Some airlines have changed their policies regarding verification and confirmation on the correct departure runway and prohibited operations on unlit runways, said Hersman, who will be in Lexington on Sunday and Monday for public and private memorial services.
Last month, the NTSB made a number of recommendations to the FAA regarding Comair 5191. They included requiring pilots to confirm and cross-check the airplane's location on the assigned runway before takeoff; requiring airports to implement enhanced taxiway centerline markings and painted holding position signs at runway entrances; requiring specific air traffic control clearance when an aircraft crosses a runway; and prohibiting controllers from issuing takeoff clearance until after an airplane has crossed all intersecting runways.
Comair 5191 crashed after attempting to take off from the wrong runway at Blue Grass Airport on Aug. 27, 2006. The plane attempted to use the shorter, general aviation runway at Blue Grass, instead of the main runway that was twice as long. Forty-nine people died; only the first officer survived.
After a yearlong investigation, the NTSB concluded that the probable cause of the crash rested in mistakes made by the pilots, most notably their failure to realize they were in the wrong place.
So far, the FAA has shown a good-faith effort to study some of the recommendations and implement others, said Capt. Terry McVenes, the Air Line Pilots Association executive air safety chairman.
Last week, the FAA hosted a runway safety symposium with aviation industry leaders and put together a 60-day short-term plan that includes reviewing cockpit procedures and air traffic control clearance procedures and beginning safety reviews at airports where wrong-runway departures and runway incursions are a concern. The agency also promised to study the feasibility of advancing the deployment of global positioning technology in planes.
The FAA also urged 73 airports with high occurrences of runway incursions to install enhanced runway markings within the next 60 days rather than a September 2008 deadline. Blue Grass recently added enhanced markings to its runways at the request of the FAA.
"It was a commitment to actually do some of these things people have been talking about and recommending over the last couple of years," McVenes said.
Even before the symposium, the FAA had begun making some changes locally.
In the last year, the FAA has staffed the Blue Grass tower with two air traffic controllers on the overnight shift (there was only one on duty the morning of the crash), added enhanced runway markings and required controllers to issue a take-off clearance only after an aircraft has crossed the general aviation runway that intersects the airport's main 7,000-foot runway.
On the day of the NTSB hearing last month, the FAA announced plans to make changes in how pilots receive notices about changes at local airports across the nation. The agency will eliminate local notices (known as Notices to Airmen, or NOTAMs) which are not distributed nationally. Local notices are currently issued by airports to notify pilots about airfield operations such as lawn mowing and taxiway closings, but critics say the Comair crash exposed holes in that system.
On the morning of the crash, the crew did not have several local NOTAMs, including one about the taxiway that had been closed because of a major runway construction project. The airport faxed those notices to Comair, but they weren't given to the crew. The NTSB determined that the missing notices were not a factor in the accident.

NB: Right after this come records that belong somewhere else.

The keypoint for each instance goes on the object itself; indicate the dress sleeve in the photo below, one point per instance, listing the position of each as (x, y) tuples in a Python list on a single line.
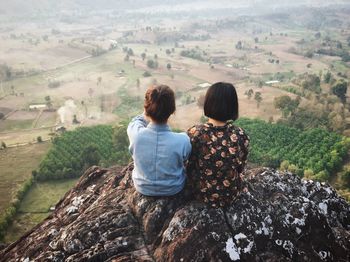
[(243, 142), (135, 126), (192, 133)]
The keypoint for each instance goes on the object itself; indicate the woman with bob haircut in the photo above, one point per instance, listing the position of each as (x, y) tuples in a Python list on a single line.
[(158, 153), (219, 149)]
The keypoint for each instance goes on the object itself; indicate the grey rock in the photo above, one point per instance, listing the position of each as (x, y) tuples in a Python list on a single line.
[(281, 218)]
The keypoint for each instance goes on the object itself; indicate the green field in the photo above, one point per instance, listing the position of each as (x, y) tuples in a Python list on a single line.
[(16, 165), (11, 125), (36, 204)]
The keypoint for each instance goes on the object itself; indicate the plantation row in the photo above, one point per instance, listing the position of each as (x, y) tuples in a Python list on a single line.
[(315, 152), (76, 150)]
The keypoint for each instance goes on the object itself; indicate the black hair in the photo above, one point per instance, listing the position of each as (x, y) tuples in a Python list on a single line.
[(159, 103), (221, 102)]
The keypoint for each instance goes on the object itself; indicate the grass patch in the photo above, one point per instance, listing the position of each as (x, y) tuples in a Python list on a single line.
[(44, 195), (16, 165), (35, 206), (10, 125)]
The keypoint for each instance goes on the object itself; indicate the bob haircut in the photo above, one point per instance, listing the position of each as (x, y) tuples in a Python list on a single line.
[(159, 103), (221, 102)]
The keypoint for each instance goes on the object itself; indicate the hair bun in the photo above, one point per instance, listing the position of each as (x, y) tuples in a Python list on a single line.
[(155, 94)]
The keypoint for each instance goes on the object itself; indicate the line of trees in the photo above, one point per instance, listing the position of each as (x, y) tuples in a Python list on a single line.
[(74, 151), (316, 152), (6, 217)]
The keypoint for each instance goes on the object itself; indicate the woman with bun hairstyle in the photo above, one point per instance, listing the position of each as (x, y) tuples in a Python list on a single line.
[(158, 153), (219, 149)]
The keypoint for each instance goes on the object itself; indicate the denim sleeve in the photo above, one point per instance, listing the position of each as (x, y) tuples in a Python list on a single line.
[(135, 126), (187, 148)]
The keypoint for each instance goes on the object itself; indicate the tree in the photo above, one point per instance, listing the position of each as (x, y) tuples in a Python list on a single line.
[(147, 74), (258, 98), (130, 52), (286, 104), (91, 92), (152, 63), (239, 45), (249, 93), (48, 102), (327, 77), (126, 58), (200, 101), (346, 177), (309, 54), (340, 89), (90, 156), (75, 120)]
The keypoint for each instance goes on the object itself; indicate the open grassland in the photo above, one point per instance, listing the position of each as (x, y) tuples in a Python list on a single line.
[(35, 206), (16, 165)]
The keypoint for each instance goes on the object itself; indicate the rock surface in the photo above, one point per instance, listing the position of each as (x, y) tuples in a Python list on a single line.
[(103, 218)]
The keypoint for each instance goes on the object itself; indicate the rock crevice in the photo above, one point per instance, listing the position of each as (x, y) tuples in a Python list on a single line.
[(103, 218)]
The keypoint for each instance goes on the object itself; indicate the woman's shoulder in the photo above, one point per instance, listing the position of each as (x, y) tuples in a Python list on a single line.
[(197, 129), (239, 131)]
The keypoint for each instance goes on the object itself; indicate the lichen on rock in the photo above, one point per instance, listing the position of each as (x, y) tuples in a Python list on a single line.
[(103, 218)]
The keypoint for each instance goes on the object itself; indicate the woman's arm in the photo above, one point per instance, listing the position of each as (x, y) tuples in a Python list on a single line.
[(135, 126)]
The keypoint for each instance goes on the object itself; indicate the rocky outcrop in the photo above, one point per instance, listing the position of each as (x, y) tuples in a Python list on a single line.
[(103, 218)]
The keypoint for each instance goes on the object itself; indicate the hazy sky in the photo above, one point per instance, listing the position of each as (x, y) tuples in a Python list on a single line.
[(19, 6)]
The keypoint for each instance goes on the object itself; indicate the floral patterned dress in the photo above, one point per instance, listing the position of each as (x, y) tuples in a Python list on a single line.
[(216, 165)]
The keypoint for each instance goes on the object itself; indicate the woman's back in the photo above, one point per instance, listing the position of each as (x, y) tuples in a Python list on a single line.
[(159, 156), (219, 154)]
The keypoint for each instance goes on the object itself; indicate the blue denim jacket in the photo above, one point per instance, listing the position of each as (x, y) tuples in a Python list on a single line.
[(159, 156)]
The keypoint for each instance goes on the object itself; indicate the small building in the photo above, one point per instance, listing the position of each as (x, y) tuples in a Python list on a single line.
[(272, 82), (37, 106), (204, 85)]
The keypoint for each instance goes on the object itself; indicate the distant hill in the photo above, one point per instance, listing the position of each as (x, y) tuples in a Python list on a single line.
[(17, 7)]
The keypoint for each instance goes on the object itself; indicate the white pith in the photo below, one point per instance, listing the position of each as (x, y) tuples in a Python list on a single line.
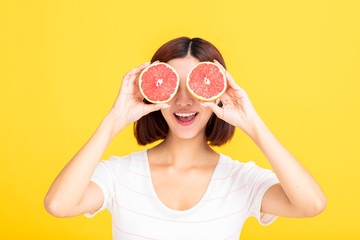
[(206, 82), (159, 82), (184, 114)]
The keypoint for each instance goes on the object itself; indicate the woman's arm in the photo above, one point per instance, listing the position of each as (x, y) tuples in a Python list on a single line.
[(298, 194)]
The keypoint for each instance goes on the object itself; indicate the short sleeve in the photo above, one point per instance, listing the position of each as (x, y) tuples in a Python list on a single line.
[(103, 176), (259, 181)]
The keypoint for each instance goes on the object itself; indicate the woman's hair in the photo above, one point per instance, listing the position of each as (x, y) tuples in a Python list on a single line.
[(153, 127)]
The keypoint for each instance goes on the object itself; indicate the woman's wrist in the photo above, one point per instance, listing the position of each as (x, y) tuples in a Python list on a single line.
[(115, 122)]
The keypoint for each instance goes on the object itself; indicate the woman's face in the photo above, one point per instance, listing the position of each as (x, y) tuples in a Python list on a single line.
[(185, 116)]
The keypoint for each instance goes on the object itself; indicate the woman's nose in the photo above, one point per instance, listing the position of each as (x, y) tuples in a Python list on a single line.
[(183, 97)]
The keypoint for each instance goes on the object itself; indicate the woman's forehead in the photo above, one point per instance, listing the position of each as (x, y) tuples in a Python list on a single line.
[(183, 65)]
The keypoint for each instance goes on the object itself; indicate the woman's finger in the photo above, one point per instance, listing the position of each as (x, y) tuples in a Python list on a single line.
[(131, 76), (230, 79), (215, 108), (148, 108)]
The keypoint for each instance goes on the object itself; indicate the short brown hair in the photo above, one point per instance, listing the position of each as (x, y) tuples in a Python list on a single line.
[(153, 127)]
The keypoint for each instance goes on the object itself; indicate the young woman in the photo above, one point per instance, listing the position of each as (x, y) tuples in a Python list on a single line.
[(182, 188)]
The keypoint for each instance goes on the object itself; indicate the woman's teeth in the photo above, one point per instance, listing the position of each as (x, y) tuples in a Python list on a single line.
[(184, 114), (185, 117)]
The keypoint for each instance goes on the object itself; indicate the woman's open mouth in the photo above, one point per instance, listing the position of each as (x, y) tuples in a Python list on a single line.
[(185, 118)]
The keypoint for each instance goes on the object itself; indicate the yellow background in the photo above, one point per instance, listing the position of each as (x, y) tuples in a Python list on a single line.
[(62, 63)]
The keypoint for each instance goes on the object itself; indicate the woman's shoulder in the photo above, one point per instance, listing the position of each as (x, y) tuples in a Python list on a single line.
[(238, 165)]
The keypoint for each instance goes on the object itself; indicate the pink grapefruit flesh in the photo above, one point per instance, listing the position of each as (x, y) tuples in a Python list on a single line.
[(159, 82), (206, 81)]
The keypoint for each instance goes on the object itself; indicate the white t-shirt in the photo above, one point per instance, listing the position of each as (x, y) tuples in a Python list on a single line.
[(233, 194)]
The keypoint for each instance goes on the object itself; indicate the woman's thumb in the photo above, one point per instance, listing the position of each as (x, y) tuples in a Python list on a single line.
[(214, 107), (154, 107)]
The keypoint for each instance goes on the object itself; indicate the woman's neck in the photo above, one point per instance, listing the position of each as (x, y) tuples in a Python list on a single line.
[(184, 153)]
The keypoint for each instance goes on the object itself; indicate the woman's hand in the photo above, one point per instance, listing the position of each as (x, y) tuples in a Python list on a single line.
[(237, 109), (129, 105)]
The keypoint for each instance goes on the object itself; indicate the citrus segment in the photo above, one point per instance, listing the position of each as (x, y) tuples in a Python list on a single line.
[(206, 81), (159, 82)]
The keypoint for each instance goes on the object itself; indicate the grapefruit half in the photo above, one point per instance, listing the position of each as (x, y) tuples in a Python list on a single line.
[(206, 81), (159, 82)]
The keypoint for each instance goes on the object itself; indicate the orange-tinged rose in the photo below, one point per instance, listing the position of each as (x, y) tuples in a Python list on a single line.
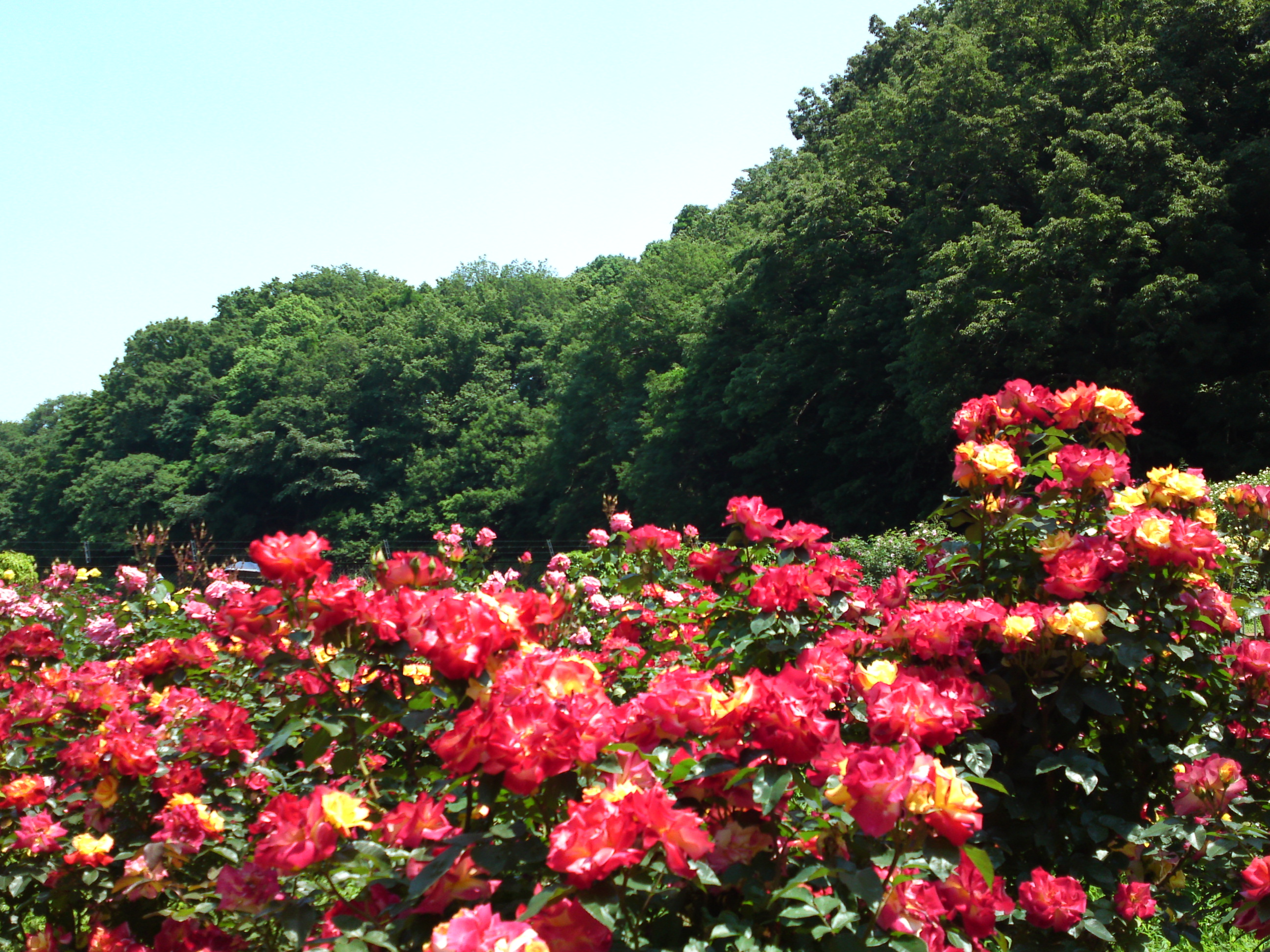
[(1153, 532), (107, 792), (344, 811), (1019, 627), (880, 672), (1053, 545), (1116, 403), (1129, 498)]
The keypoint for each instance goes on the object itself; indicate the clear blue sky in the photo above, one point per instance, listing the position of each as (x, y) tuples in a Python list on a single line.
[(155, 155)]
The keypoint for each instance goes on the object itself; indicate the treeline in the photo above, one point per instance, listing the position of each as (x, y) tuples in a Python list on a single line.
[(1054, 190)]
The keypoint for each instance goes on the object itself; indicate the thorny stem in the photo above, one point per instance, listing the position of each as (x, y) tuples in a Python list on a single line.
[(885, 888)]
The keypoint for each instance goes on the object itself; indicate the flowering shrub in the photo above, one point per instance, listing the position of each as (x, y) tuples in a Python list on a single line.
[(1052, 733)]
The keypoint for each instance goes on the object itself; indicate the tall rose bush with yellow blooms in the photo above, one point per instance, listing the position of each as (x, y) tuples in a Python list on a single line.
[(1050, 734)]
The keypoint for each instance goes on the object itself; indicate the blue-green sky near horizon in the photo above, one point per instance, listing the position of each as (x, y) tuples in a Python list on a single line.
[(155, 155)]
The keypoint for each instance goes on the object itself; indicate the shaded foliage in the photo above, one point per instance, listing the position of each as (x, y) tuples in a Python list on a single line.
[(992, 188)]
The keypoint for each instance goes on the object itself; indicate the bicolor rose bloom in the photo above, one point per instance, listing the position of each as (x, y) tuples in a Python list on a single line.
[(916, 908), (986, 464), (944, 801), (40, 833), (291, 560), (1052, 902), (1133, 901), (92, 851), (967, 894), (1207, 786), (249, 889), (482, 929), (757, 521), (874, 785), (565, 926)]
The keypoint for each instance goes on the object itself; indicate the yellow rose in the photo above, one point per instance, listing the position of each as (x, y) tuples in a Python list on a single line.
[(344, 811), (1019, 627), (880, 672), (1053, 545), (107, 792), (840, 795), (943, 790), (1153, 532), (88, 844), (1086, 622), (1129, 498), (1114, 402), (996, 461)]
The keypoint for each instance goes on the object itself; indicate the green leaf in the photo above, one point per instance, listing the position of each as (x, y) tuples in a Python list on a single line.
[(864, 884), (434, 871), (705, 873), (282, 736), (986, 782), (802, 912), (1101, 700), (343, 667), (1131, 654), (1086, 779), (941, 856), (770, 786), (543, 899), (981, 862), (762, 622), (978, 758), (1069, 702), (907, 944), (297, 922), (605, 908), (1095, 928)]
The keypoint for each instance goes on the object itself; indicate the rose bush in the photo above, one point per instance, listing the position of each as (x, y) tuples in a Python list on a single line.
[(1052, 734)]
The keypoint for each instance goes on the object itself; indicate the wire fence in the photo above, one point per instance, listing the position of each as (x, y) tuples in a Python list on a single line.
[(507, 552)]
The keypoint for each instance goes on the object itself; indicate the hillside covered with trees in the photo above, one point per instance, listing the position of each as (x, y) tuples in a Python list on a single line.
[(1053, 190)]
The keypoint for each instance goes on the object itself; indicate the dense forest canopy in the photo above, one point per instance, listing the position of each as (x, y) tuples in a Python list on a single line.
[(1053, 190)]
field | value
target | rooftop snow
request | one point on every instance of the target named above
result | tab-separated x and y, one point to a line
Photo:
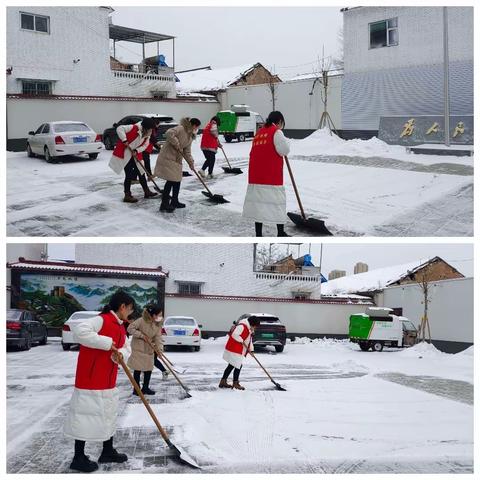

Starting in October, the information that used to be issued in a local NOTAM will be stored and distributed electronically throughout the United States, the FAA said.
The key lesson from Comair 5191 is that the "aviation system requires constant vigilance and attention to every detail," Hersman wrote.
It doesn't matter that a flight crew or controller has performed the same checklist or duty for years. Aviation professionals need to perform as if each flight is the only one they are responsible for, she said.
"Everyone in the aviation system must maintain the highest level of vigilance and precision -- lives depend on it."